Postcommodity
Postcommodity is an interdisciplinary arts collective composed of Cristóbal Martínez (born in New Mexico) and Kade L. Twist (born in California). Postcommodity creates site-specific installations, interventions, videos, and sound works, utilizing the members’ shared Indigenous lens to reveal the incongruent histories embedded in our modern-day institutions, systems, and beliefs. The group often works closely with local communities to create poetic installations that reimagine sites of conflict as places of curiosity that foreground Indigenous culture.
Postcommodity was founded in 2007 by Twist, Steve Yazzie, and Nathan Young and acknowledges the important contributions of its previous collaborators, including Yazzie (2007–2010), Young (2007–2015), and Raven Chacon (2009–2018). The collective focuses on centering Indigenous perspectives and working in response to the land where their projects take place. For the 2009 installation, Do You Remember When?, the artists removed a square slab of the floor from the Arizona State University Art Museum, to reveal the tribal ground upon which the institution was built. Accompanied by a recording of a Pee Posh social-dance song, the installation also highlighted the collective’s use of sound, an important facet of its work. The group’s seminal land-art installation Repellent Fence (2015) placed enormous scare-eye balloons across the U.S.-Mexico border, visually suturing together the Indigenous lands that were previously a single territory. More recently, for the work With Each Incentive (2019), Postcommodity installed intentionally unfinished columns of cinder block and steel rebar on the terrace of the Art Institute of Chicago. This intervention both offered an ode to the signature residential castillos of Central and South America and contemplated Chicago’s future landscape—architectural, social, and political—during the city’s unprecedented migration of peoples from Latin America.
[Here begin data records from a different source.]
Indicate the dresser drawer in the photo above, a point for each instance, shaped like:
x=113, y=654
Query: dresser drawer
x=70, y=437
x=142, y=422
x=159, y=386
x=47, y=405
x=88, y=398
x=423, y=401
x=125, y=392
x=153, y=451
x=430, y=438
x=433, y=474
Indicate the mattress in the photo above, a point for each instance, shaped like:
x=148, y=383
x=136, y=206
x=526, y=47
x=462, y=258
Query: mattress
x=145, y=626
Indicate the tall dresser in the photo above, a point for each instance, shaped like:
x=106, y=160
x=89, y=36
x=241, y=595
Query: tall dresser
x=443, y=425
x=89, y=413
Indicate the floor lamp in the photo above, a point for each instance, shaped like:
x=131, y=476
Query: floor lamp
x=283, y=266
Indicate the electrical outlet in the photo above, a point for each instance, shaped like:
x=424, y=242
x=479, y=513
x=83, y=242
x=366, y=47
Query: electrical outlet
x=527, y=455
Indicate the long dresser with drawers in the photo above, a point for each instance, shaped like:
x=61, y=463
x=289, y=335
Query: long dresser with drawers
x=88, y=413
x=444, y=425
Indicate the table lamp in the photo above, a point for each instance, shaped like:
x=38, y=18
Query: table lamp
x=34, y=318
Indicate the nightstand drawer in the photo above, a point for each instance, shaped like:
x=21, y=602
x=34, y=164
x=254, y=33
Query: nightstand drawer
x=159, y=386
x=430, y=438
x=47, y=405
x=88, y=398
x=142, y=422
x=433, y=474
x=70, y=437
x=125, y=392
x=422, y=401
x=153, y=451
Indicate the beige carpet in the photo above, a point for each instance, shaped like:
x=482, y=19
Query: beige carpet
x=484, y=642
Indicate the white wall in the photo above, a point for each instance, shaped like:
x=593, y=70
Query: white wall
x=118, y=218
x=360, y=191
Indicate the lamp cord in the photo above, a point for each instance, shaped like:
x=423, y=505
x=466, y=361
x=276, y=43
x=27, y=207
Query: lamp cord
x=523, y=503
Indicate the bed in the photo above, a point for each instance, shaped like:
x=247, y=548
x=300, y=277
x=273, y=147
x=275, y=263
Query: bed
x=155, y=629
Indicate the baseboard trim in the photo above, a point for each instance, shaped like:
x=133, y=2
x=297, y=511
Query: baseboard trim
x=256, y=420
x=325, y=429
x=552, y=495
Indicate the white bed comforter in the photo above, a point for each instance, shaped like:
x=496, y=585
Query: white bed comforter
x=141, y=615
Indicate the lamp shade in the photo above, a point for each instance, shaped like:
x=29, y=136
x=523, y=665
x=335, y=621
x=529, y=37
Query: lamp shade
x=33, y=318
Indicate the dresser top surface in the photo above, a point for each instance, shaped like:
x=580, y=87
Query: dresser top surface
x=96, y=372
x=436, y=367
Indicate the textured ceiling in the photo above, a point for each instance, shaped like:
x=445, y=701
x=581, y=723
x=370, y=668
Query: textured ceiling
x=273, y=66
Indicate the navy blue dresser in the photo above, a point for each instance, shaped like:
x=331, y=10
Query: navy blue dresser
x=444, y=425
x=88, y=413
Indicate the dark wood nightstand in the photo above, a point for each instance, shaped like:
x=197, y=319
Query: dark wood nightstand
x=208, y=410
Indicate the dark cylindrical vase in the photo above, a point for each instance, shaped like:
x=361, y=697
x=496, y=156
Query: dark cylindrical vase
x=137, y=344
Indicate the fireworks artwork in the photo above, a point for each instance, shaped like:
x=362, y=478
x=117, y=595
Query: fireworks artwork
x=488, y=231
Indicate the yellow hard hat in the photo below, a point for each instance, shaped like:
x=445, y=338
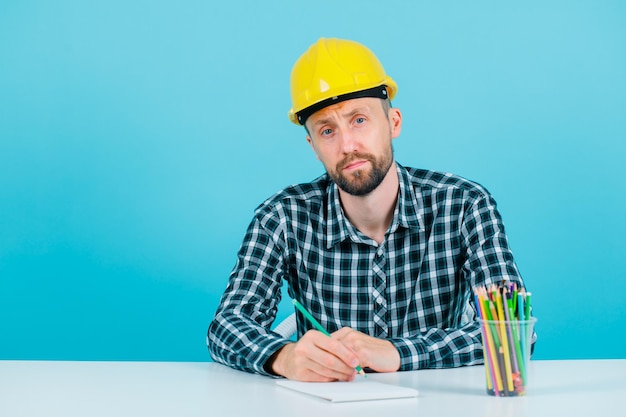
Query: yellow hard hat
x=334, y=70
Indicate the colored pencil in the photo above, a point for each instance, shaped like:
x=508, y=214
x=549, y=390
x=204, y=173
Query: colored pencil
x=318, y=326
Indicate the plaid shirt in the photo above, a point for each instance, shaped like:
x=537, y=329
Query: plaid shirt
x=415, y=289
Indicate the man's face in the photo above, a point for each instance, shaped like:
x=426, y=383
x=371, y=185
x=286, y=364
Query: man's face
x=353, y=141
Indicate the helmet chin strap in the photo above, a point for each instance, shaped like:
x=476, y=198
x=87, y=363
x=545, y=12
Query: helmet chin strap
x=377, y=92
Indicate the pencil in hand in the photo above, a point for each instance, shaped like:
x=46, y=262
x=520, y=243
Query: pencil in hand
x=318, y=326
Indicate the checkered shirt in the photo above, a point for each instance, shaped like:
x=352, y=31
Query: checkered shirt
x=415, y=289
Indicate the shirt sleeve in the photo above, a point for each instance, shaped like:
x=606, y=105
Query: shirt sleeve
x=239, y=335
x=487, y=260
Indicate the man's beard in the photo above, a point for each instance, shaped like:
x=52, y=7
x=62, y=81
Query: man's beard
x=361, y=182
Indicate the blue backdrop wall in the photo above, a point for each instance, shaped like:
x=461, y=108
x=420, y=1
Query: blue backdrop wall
x=137, y=137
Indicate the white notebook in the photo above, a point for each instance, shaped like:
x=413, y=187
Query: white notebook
x=358, y=390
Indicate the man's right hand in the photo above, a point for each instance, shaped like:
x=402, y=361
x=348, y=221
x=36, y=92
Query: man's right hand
x=316, y=358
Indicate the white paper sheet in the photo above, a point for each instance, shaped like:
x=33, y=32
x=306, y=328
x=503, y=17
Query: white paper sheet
x=359, y=390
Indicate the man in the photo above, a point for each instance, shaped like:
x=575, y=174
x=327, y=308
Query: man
x=384, y=257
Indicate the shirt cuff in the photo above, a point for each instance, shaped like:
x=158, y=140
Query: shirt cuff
x=413, y=354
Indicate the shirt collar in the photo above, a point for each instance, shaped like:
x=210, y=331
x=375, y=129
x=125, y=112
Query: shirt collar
x=406, y=213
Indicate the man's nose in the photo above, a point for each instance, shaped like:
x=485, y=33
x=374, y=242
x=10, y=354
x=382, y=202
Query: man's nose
x=349, y=141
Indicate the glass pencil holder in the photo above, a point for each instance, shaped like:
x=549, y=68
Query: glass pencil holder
x=506, y=351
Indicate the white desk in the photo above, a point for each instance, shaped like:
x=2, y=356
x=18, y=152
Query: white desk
x=154, y=389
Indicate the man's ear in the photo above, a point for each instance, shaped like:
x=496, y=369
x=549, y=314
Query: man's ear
x=395, y=119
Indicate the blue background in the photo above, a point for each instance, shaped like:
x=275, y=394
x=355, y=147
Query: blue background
x=137, y=137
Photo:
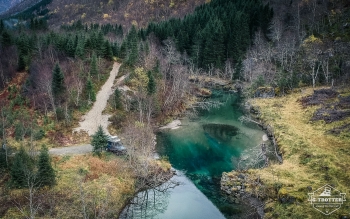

Postcommodity has received the Fine Prize in support of the Carnegie International (2018), Ford Foundation Art of Change Fellowship (2018), and Creative Capital Visual Artist Award (2012), among other honors. It has had major solo exhibitions at LAXART, Los Angeles, California (2020); the Art Institute of Chicago, Illinois (2019–2020); San Francisco Art Institute, California (2019); Headlands Center for the Arts, Sausalito, California (2013); Museum of Contemporary Native Arts, Santa Fe, New Mexico (2010); among many others. The collective’s work has been included in group exhibitions at the Honolulu Biennial, Hawaii (2019); Desert X, Coachella Valley, California (2019); Carnegie International, 57th Edition, Carnegie Museum of Art, Pittsburgh, Pennsylvania (2018); Whitney Biennial, New York (2017); Documenta 14, Kassel, Germany and Athens, Greece (2017); Toronto International Film Festival, Canada (2017); 18th Biennale of Sydney, Australia (2012); Biennial of Sound and Image, Mechelen, Belgium (2011); and many more.